Aan de Voorzitter van de Tweede Kamer der Staten-Generaal
Den Haag, 2 juni 2014
In het ordedebat van dinsdag 13 mei 2014 (Handelingen II 2013/14, nr. 81, Regeling
van Werkzaamheden) heeft het lid Geurts mij verzocht u een brief te sturen over faillissementen
in de land- en tuinbouw, specifiek de groentesector en de champignonteelt.
Onderstaand ga ik eerst kort in op het aantal faillissementen in de land- en tuinbouw
en meer specifiek in de groentesector. Vervolgens zal ik u mijn beleid voor specifiek
de tuinbouwsector toelichten.
Aantal faillissementen
Uit een overzicht van het CBS1 over het aantal uitgesproken faillissementen in de land- en tuinbouw blijkt dat het
aantal faillissementen in het eerste kwartaal van 2014 is gedaald ten opzichte van
de periodes daarvoor en ook ten opzichte van dezelfde periode in 2013. Wel is het
aantal faillissementen in de maand april weer toegenomen, al kan hierbij worden opgemerkt
dat in dezelfde maand van vorig jaar meer land- en tuinbouwbedrijven failliet zijn
verklaard. Uit het overzicht van het CBS blijkt dat binnen de land- en tuinbouw vooral
faillissementen optreden in de categorie van de teelt van groenten, wortel- en knolgewassen.
Tuinbouwbrief
Faillissementen worden gezien als een symptoom van een onderliggende economische situatie
en hebben vaak ook individuele bedrijfsgerelateerde oorzaken. Voor veel bedrijven
is de economische situatie van de afgelopen jaren lastig. Daarbij speelt dat faillissementen
vaak diep ingrijpen op de situatie van de ondernemers en hun gezinnen, zeker als het
bedrijven betreft die al generaties in de familie zijn.
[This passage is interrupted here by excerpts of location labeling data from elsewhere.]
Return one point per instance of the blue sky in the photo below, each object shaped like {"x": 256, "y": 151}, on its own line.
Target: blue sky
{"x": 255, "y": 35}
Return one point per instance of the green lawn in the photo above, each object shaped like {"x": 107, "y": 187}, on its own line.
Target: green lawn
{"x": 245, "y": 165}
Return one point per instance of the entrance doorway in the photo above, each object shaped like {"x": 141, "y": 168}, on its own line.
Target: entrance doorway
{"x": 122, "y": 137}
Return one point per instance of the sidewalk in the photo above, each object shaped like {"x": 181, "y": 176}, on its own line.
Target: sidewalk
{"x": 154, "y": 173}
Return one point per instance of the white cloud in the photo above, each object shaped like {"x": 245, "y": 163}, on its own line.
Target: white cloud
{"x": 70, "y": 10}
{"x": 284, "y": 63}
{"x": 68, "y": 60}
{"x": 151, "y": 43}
Bij faillissementen in de tuinbouw, en dan specifiek de groentesector, kunnen de volgende
ontwikkelingen een rol spelen:
-
– Een toenemende internationale concurrentie. Zo is de afzet van groente sterk op Europese
markt gericht terwijl groeikansen buiten Europa liggen.
-
– De afzet in de groenteteelt is sterk gefragmenteerd.
-
– De solvabiliteit (verhouding eigen vermogen / vreemd vermogen) van glastuinbouwbedrijven
is de afgelopen 10 jaar sterk gedaald. Dit maakt deze sector kwetsbaar voor schommelingen
in de markt.
-
– Veel bedrijven hanteren in het algemeen een kostprijsstrategie en het ontbreekt aan
een marktgerichte benadering.
In het ordedebat is de vraag aan de orde gesteld wat het kabinet aan deze situatie
doet. Toegespitst op de tuinbouw heb ik u daarover op 21 oktober 2013 de beleidsbrief
Tuinbouw gestuurd waarin ik mijn visie geef op deze sector en het perspectief schets
(Kamerstuk 32 627, nr. 14). Over deze brief heb ik op 28 november 2013 met u van gedachten gewisseld in het
Algemeen Overleg Tuinbouw (Kamerstuk 32 627, nr. 15).
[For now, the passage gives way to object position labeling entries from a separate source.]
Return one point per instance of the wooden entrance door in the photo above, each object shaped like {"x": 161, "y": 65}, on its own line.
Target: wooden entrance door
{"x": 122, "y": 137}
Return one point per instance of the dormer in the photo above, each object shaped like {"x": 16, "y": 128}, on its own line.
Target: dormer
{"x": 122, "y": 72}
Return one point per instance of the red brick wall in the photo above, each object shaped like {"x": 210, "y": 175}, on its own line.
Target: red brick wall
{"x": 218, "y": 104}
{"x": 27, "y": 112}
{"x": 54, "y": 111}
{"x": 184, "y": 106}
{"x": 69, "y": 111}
Bedrijfsleven en overheid staan voor de gezamenlijke opgave om de positie van de tuinbouw
als wereldmarktleider te behouden en te versterken. De uitgangssituatie van deze sector
is namelijk goed en biedt kansen voor de toekomst. Om het perspectief van de tuinbouw
te versterken is het van belang te komen tot nieuwe verdienmodellen op nationale en
internationale markten. Meer samenwerking in ketens waarin waarde wordt toegevoegd
kan hieraan belangrijk bijdragen. Met deze opgave sluit ik aan bij het rapport «Bron
voor groene economie» (2011) van de topsector Tuinbouw en Uitgangsmaterialen.
Voor de genoemde opgave staat in eerste instantie het bedrijfsleven zelf aan de lat.
Het proces om te komen tot het perspectief wil ik vanuit het kabinet graag ondersteunen
en faciliteren. Zoals gesteld in de beleidsbrief Tuinbouw werk ik aan het programma
keteninnovatie en de garantieregeling marktintroductie innovaties en daar heb ik ook
financiële middelen voor beschikbaar gesteld.
Met het programma keteninnovatie wil ik initiatieven van samenwerkende ketenpartijen
ondersteunen voor het ontwikkelen van nieuwe onderscheidende producten. Met de garantieregeling
wil ik systeeminnovaties stimuleren die nodig zijn om de sector ook op de langere
termijn verder te verduurzamen.
Hiermee wil het kabinet bijdragen aan de concurrentiekracht van tuinbouwondernemers.